Big Five Personality Traits of the Clinical Instructors

Most of the clinical instructors had agreeableness as their dominant personality trait. Out of the 9 clinical instructor respondents, 6 were agreeable. Two respondents were conscientiousness and one was extravert.

Clinical Performance Grades per Clinical Instructor

Most of the clinical performance grades were superior and very satisfactory, regardless of the personality of the clinical instructor who handled them last in the clinical area.

Relationship of Demographic Profile of Respondents with the Big Five Personality Traits

From the data and computations that have been performed, the demographic profile had no relationship to the personality of the clinical instructor.

Relationship of the Big Five Personality Traits with the Clinical Performance Grades of Students

From the data and computations that have been performed, the Big Five Personality Traits had a relationship to the clinical performance of the students in the clinical area.

Conclusions

Personality changes and evolves through time. It varies from person to person. Most of the clinical instructors in CEU Makati College of Nursing are of the agreeable type, regardless of gender. Similarly, most of the instructors who happen to be in their young adulthood years are also of the agreeable type.

Clinical performance of the students also varies per clinical instructor, even to those instructors with similar dominant personality traits. The researchers therefore conclude that there is an existing relationship between clinical instructor personality and student clinical performance. Although a lot of interplaying factors may be considered in determining student performance, personality of the instructor is one absolute and fine indicator of which.

Recommendations

Based on the problems discovered by the study, it is recommended that:

The school or college should frequent the administration of personality assessment tests to their clinical instructors to determine both the strong and weak points of each individual, and to determine how fit the instructor is in dealing with students in the clinical area.

The school or college should also arrange for meetings, create an atmosphere that will most likely address student concerns. In this way, the school is able to monitor how its students perform in the clinical area and how the instructor’s personality impacts student performance.

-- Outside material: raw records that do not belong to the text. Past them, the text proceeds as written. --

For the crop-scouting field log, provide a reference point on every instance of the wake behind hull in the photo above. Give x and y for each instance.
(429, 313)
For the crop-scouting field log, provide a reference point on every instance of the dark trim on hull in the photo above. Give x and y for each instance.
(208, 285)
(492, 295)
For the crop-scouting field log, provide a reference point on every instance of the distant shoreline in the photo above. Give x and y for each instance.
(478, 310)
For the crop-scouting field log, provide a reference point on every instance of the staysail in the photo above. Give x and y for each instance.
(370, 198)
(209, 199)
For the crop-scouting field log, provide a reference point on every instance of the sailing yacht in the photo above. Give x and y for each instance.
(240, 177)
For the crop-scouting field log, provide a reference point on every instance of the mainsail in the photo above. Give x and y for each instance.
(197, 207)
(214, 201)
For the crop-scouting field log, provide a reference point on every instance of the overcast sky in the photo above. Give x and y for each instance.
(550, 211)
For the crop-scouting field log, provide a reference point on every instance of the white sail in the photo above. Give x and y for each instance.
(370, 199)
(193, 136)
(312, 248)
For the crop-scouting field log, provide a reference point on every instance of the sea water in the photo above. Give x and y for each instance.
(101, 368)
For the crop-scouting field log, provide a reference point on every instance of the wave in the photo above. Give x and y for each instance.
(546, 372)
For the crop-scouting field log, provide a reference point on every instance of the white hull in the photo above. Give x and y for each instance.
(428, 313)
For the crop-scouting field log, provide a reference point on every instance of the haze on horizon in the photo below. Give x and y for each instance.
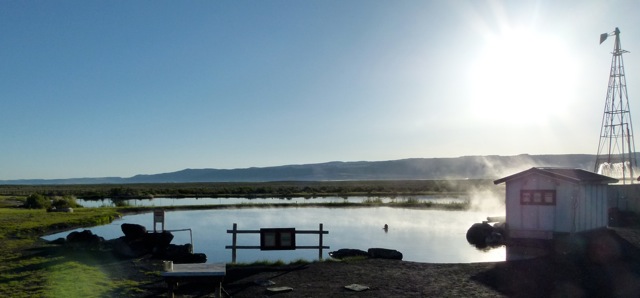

Personality should be looked at a broader perspective since it a complex idea rooted from innate endowment, sociocultural factors, emotionality, cognition, and morality.

Clinical performance should also not be limited in the accomplishment of a checklist. There may be underlying behavioral and motivating factors that can place a much greater impact in the results of the students’ clinical performance.

Future researchers should get a larger study population since differences are difficult to spell out in a small population. Point discrepancies are usually hard to decide on especially when determining what trait appears dominant over the others.